E a questo proposito il presidente della Cei ribadisce che «il desiderio di un clima più costruttivo mi sembra di coglierlo dappertutto», perché è «un’esigenza a tutti i livelli istituzionali, quella di calare il tono e la tensione dell’attuale dialettica politico-democratica per salire ad un piano superiore, cioè quello del bene del Paese». La Chiesa, da parte sua, «continuerà a fare la sua parte» per svelenire il clima politico, «a prescindere dall’ascolto e dall’immediata efficacia dei suoi appelli». Anche perché «il cristianesimo non è una religione civile », cioè solo un’insieme di valori condivisi. «Noi sempre ne ricordiamo il fondamento che è Cristo», pur non potendo essere in disaccordo con chiunque professa tali valori.

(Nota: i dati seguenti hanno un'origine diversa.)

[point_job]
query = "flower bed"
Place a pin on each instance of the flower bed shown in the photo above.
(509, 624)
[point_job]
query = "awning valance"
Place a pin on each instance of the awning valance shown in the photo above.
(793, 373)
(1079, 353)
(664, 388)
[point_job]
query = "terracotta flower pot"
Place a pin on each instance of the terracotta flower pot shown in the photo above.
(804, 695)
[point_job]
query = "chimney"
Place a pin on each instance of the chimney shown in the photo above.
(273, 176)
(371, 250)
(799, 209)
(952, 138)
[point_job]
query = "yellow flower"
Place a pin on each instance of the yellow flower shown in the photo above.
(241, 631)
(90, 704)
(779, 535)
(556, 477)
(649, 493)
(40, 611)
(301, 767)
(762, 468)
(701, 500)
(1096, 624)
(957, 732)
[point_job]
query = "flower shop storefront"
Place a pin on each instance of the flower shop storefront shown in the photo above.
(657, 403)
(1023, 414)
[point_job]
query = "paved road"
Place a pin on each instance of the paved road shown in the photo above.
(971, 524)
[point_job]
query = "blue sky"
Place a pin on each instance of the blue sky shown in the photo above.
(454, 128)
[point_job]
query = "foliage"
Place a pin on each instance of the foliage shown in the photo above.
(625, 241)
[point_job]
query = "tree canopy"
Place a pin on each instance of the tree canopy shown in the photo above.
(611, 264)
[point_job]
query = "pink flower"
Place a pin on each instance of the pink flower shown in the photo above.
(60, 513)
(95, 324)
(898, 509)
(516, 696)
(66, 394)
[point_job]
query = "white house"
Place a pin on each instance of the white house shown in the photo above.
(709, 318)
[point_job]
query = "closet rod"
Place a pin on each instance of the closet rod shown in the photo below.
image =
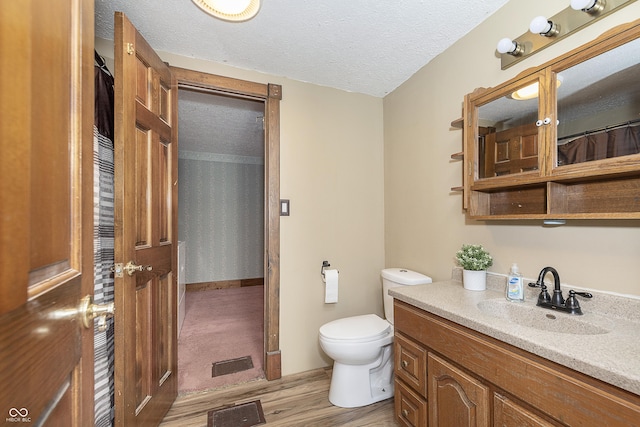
(591, 132)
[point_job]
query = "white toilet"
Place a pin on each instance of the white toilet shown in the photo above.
(362, 348)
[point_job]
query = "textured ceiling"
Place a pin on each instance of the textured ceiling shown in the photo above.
(362, 46)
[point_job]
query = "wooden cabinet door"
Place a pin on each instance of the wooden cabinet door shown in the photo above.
(46, 212)
(145, 230)
(455, 398)
(507, 413)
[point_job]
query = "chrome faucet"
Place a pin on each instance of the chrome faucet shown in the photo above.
(557, 302)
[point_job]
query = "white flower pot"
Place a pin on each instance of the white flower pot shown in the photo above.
(474, 280)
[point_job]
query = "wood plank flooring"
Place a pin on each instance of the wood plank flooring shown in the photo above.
(294, 400)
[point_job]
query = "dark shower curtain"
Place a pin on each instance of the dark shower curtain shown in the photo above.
(103, 223)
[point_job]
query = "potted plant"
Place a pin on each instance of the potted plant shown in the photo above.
(474, 260)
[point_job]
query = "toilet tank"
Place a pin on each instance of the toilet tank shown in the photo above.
(392, 277)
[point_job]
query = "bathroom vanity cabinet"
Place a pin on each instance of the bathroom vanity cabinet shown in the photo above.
(450, 375)
(568, 150)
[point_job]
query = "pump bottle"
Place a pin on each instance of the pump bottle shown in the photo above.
(515, 286)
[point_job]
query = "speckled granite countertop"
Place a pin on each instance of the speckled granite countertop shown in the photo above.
(613, 356)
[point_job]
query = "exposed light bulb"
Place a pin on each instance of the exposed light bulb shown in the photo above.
(541, 25)
(506, 45)
(589, 6)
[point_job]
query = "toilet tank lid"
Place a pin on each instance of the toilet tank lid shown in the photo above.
(405, 277)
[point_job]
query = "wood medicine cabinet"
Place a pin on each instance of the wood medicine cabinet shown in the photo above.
(570, 148)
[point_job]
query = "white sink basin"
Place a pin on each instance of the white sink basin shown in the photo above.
(545, 319)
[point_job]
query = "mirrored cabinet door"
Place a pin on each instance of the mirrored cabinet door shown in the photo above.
(598, 107)
(509, 130)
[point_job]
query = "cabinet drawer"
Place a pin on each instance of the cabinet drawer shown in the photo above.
(410, 408)
(411, 363)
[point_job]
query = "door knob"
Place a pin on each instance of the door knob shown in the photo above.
(89, 311)
(130, 268)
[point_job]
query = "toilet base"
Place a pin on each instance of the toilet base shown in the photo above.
(353, 386)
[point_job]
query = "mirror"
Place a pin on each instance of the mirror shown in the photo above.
(599, 107)
(508, 135)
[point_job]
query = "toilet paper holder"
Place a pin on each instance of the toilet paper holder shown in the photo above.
(325, 264)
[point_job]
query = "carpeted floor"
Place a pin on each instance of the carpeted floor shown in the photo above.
(220, 325)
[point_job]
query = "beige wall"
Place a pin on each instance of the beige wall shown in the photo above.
(332, 171)
(424, 223)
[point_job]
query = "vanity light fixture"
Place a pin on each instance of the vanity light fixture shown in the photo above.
(541, 25)
(230, 10)
(506, 45)
(589, 6)
(571, 19)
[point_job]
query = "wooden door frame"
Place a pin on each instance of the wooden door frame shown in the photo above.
(270, 94)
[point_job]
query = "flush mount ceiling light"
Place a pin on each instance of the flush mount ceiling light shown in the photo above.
(230, 10)
(531, 91)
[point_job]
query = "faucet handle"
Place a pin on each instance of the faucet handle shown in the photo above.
(582, 294)
(572, 305)
(544, 296)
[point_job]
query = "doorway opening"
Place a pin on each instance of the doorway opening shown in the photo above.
(221, 238)
(259, 105)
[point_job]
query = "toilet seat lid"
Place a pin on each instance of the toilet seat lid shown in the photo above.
(366, 327)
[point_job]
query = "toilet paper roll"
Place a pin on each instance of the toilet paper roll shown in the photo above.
(331, 286)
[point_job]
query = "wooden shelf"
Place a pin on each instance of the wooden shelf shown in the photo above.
(593, 199)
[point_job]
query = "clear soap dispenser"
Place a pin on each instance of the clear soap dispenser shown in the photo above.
(515, 286)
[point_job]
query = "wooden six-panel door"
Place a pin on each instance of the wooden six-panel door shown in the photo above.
(145, 230)
(46, 211)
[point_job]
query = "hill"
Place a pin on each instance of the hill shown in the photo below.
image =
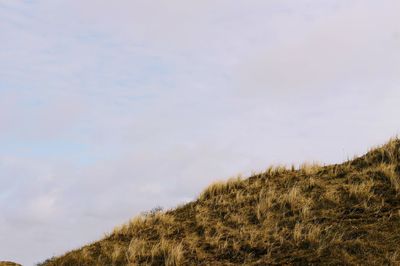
(346, 213)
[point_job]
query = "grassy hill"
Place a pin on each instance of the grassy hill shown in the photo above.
(338, 214)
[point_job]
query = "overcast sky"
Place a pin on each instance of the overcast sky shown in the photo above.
(110, 108)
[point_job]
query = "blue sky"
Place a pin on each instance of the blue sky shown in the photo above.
(110, 109)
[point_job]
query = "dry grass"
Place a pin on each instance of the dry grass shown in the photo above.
(339, 214)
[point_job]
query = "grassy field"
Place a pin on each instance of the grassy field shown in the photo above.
(347, 213)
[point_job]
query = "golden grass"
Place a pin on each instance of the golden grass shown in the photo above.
(345, 214)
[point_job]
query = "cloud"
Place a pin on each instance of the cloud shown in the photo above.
(353, 47)
(107, 110)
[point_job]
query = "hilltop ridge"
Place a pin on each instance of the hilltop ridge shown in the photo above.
(345, 213)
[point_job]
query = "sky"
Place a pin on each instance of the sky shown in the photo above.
(111, 108)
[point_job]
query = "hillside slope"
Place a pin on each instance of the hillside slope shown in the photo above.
(339, 214)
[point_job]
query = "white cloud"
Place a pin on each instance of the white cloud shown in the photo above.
(167, 97)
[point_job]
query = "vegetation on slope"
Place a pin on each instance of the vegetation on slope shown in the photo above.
(8, 263)
(339, 214)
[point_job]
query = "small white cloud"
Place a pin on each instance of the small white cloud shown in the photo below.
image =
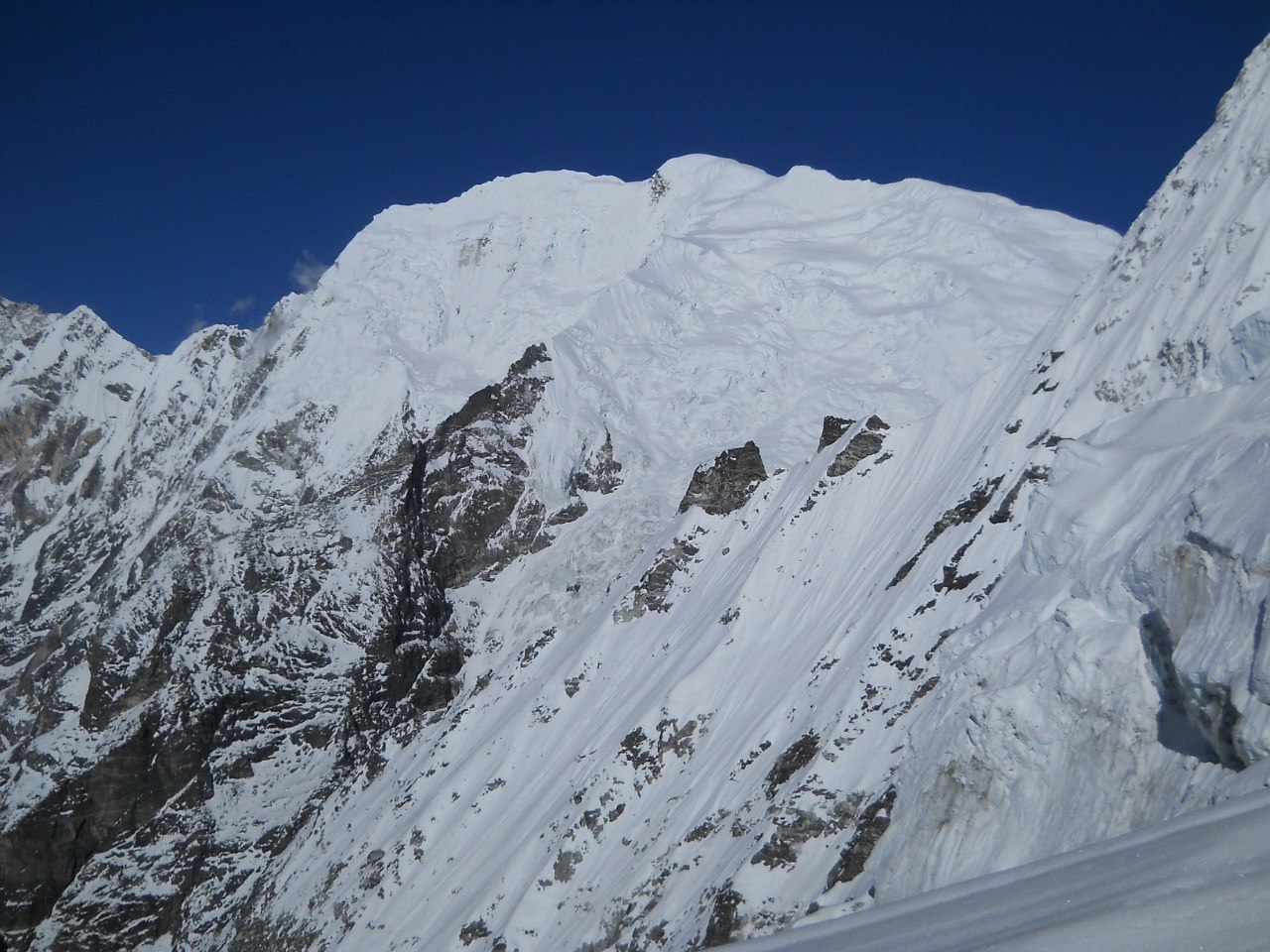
(307, 271)
(243, 304)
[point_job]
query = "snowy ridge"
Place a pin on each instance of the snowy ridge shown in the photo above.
(391, 626)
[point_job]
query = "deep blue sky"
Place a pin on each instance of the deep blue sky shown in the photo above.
(169, 163)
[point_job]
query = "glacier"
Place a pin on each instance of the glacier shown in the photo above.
(585, 563)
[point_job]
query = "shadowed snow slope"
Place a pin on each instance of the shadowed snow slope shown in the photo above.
(1194, 883)
(595, 565)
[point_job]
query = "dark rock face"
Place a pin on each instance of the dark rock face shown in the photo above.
(870, 826)
(834, 428)
(1198, 720)
(726, 484)
(965, 511)
(867, 442)
(799, 754)
(151, 576)
(461, 517)
(652, 592)
(724, 918)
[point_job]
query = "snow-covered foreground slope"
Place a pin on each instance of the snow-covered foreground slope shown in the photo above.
(1196, 883)
(590, 565)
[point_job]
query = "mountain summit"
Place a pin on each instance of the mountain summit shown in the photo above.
(589, 565)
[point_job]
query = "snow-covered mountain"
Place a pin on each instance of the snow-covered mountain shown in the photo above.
(592, 565)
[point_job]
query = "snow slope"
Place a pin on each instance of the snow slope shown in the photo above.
(393, 625)
(1196, 883)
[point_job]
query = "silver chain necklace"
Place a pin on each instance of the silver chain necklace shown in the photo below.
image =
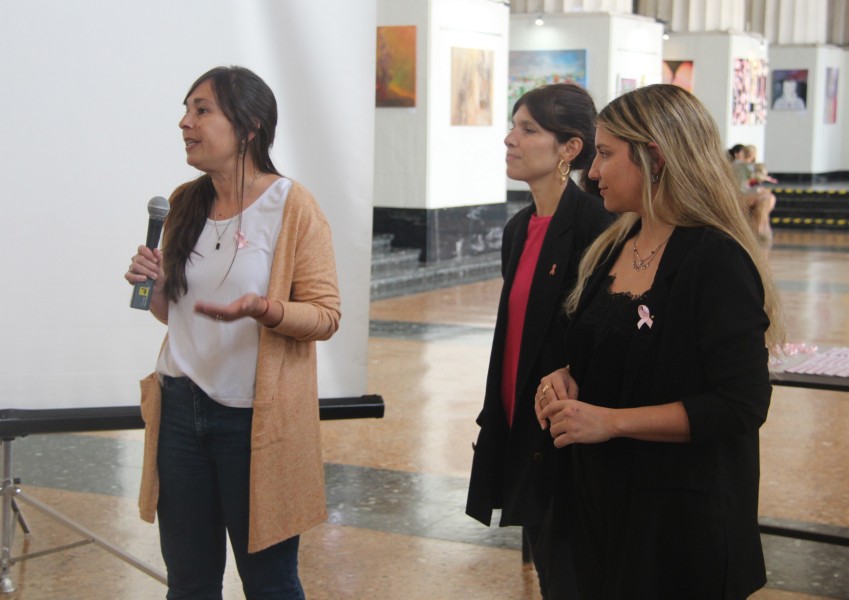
(641, 264)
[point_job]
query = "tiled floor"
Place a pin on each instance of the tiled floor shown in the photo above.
(397, 486)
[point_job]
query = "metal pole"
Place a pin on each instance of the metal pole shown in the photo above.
(7, 586)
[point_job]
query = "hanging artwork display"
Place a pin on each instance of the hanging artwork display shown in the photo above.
(626, 84)
(396, 66)
(529, 69)
(679, 72)
(471, 86)
(748, 100)
(790, 89)
(830, 113)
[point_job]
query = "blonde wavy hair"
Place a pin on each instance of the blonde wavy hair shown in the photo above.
(696, 187)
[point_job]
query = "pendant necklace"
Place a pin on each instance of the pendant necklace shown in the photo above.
(241, 242)
(641, 264)
(220, 233)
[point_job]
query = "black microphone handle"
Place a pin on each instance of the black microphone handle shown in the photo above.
(154, 229)
(143, 291)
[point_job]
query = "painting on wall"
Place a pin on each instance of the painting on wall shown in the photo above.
(749, 94)
(396, 66)
(831, 74)
(471, 86)
(679, 72)
(529, 69)
(627, 84)
(790, 89)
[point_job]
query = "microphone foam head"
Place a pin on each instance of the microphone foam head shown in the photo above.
(158, 207)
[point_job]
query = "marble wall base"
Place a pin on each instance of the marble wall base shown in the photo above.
(811, 178)
(444, 233)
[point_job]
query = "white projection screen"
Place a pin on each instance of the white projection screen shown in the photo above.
(91, 96)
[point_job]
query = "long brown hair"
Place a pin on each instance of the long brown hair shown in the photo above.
(250, 106)
(696, 187)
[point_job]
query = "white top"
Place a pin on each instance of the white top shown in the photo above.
(221, 357)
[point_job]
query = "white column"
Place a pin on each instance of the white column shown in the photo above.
(839, 20)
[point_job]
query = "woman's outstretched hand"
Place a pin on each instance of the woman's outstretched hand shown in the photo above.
(249, 305)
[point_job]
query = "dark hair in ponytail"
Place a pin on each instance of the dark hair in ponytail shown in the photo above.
(567, 110)
(250, 106)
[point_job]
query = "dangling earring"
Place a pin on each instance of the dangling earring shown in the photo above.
(563, 175)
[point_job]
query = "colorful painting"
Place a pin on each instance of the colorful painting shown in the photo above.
(396, 66)
(831, 74)
(471, 86)
(790, 89)
(679, 72)
(748, 100)
(532, 68)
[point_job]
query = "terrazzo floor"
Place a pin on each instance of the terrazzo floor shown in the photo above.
(397, 485)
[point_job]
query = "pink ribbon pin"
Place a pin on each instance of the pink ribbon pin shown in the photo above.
(645, 316)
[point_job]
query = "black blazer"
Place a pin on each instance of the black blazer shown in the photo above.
(683, 518)
(512, 468)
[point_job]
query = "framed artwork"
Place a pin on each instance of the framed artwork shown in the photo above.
(626, 84)
(678, 72)
(471, 86)
(748, 99)
(758, 88)
(790, 89)
(529, 69)
(830, 115)
(396, 66)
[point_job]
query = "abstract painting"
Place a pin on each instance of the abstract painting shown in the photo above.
(396, 66)
(532, 68)
(471, 86)
(831, 74)
(748, 99)
(679, 72)
(790, 89)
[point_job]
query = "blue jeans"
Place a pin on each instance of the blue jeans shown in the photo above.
(204, 477)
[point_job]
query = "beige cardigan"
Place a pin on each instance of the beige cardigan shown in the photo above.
(287, 472)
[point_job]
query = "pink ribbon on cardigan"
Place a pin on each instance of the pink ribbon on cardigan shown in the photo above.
(645, 316)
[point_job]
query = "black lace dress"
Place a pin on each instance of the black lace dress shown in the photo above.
(597, 486)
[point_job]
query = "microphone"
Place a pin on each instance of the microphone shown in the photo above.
(157, 208)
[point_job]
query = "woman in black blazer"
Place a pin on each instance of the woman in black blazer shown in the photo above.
(553, 131)
(668, 383)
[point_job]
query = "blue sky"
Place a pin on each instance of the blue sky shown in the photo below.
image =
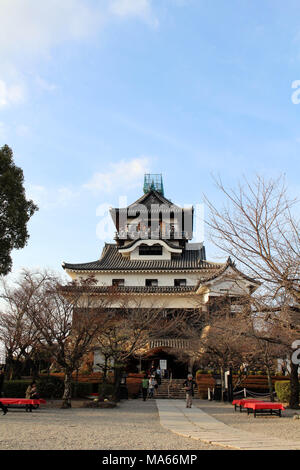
(94, 93)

Anche i media possono contribuire a un clima più sereno. Non certo «ignorando o nascondendo » i fatti, ma «discernendo il più possibile il vero dal falso e mantenendo il vero nella giusta misura». Infatti, ha aggiunto Bagnasco, «si può dire il vero, ma anche enfatizzare e colorare. Dobbiamo chiederci se è onesto, giusto, costruttivo, non per il bene di un giornale, ma di un popolo del quale si è a servizio». E su recenti «tristissimi casi di cronaca » ha fatto notare: «Metterci il coltello dentro non so quanto arricchisca la notizia». «Questo significa responsabilità, non autocensura ». Diversi problemi concreti hanno fatto capolino durante la conferenza stampa. Politiche familiari: «La famiglia non si aiuterà mai abbastanza, favorendone la sua centralità, che è emersa anche in tempi di crisi come il nostro». Ricostruzione delle chiese terremotate in Abruzzo: «Nonostante alcune difficoltà, le collaborazioni con le istituzioni e le autorità preposte alla fase della ricostruzione hanno avuto buoni esiti». Infine, in riferimento alla proposta di un’ora di islam a scuola il cardinale nota: «Il problema non è quello della libertà religiosa. Bisogna invece chiedersi a che titolo si insegna religione all’interno di una scuola pubblica e laica» L’Irc, infatti, «non è catechismo, perché se lo fosse non avrebbe titolarità. Il catechismo si fa in parrocchia». L’Irc, invece, si giustifica in quanto «senza la conoscenza della religione cattolica è difficile comprendere la nostra storia e la nostra cultura».